Many people are now moving away from college degrees and focusing on trade schools or hands-on apprenticeships, which for some makes college degrees obsolete. In fact, companies like Starbucks, Publix, Apple, Google and Bank of America have published numerous job applications no longer requiring a college education.

With associations and other membership organizations already contributing to continuing education credits and certifications, it begs the question: Could these organizations become the next hub for learning a specific trade or skill in their industry?

That’s exactly what Google is trying to do.

Google has implemented a new suite of Google Career Certificates as a way “to help Americans get back to work, break down educational barriers by prioritizing skills, and support the country’s economic recovery,” tweeted Google’s senior vice president of global affairs, Kent Walker.

Grow.Google, with its variety of topics, has become a hub of professional learning that threatens, if not negates, the need for higher education for some of its employees.

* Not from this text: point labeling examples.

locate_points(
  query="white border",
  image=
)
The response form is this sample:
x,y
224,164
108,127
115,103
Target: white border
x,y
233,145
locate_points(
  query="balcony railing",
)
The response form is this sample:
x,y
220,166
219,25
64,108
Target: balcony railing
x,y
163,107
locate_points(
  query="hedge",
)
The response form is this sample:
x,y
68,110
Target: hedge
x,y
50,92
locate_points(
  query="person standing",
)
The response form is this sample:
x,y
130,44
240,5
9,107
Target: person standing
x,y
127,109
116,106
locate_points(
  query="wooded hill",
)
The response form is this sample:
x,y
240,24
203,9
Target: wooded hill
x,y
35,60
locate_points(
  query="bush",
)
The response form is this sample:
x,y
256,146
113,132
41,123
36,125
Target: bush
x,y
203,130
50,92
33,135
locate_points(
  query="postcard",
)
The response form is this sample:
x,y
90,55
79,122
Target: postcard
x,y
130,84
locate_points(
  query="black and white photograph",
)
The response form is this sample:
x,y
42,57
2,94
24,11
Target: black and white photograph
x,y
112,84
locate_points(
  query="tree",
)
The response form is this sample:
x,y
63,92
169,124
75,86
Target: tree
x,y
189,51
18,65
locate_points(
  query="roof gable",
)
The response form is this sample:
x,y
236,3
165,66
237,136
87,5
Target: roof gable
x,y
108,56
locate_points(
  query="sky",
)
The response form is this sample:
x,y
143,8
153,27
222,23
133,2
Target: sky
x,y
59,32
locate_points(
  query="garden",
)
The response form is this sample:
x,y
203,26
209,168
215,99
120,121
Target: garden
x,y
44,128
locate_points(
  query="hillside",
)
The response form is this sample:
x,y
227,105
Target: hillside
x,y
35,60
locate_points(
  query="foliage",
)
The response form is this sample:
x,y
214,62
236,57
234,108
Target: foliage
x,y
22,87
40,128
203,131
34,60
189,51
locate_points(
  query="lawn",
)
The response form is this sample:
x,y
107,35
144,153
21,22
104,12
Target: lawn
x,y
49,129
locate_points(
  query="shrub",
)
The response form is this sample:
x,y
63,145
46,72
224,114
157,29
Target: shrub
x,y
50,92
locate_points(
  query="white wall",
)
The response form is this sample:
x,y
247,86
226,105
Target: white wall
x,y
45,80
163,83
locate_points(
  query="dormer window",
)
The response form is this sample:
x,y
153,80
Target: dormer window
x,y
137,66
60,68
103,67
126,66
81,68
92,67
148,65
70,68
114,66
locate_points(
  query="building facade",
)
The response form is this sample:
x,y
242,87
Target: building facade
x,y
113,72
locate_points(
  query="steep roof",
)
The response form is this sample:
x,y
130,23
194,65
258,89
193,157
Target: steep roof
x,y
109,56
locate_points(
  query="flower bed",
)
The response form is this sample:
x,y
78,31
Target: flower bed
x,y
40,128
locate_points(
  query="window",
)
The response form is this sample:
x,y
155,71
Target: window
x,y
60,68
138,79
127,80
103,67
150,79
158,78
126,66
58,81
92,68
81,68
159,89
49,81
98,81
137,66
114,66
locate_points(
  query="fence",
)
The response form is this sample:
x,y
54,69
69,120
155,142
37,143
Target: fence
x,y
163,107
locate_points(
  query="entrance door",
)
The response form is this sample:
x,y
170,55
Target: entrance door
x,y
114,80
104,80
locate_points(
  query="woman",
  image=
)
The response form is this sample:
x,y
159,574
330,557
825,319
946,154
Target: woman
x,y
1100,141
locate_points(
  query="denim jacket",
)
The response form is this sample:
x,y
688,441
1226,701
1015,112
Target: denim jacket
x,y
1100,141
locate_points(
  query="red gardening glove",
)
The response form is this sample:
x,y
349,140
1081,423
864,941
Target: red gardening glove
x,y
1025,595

Not only does it offer competitive educational opportunities, it does so at affordable rates. 

To highlight the value in their course, Walker also shared that “in our own hiring, we will now treat these new career certificates as the equivalent of a four-year degree for related roles.”

Google has done a tremendous job of stepping up to the plate and becoming its own producer and consumer of educated professionals.

So, how do you implement this?

As organizations that already prioritize the certification process, associations have a unique ability to easily jump from continuing education to creating and sharing their own. Associations can be the beginning and end for industry professionals looking to create successful careers.

A four-year college degree could reasonably be replaced by a six month course led by industry experts. Instead of spending time and money on broad concepts and classes that may not be applicable to a specific career, professionals could go straight to their industry of choice and learn hands-on what they need to be successful. 

Membership organizations already know the ins and outs of their industries, so who better to train the future of them? While the switch will not happen overnight, organizations can begin to move towards valuing certifications as highly as degrees and offer specialized education for their members. 

Not only will offering educational certifications put your organization in the spotlight, but it will help to guarantee the future of your industry. Take the time today to check out what Google has done, and see if your organization can experiment with the same.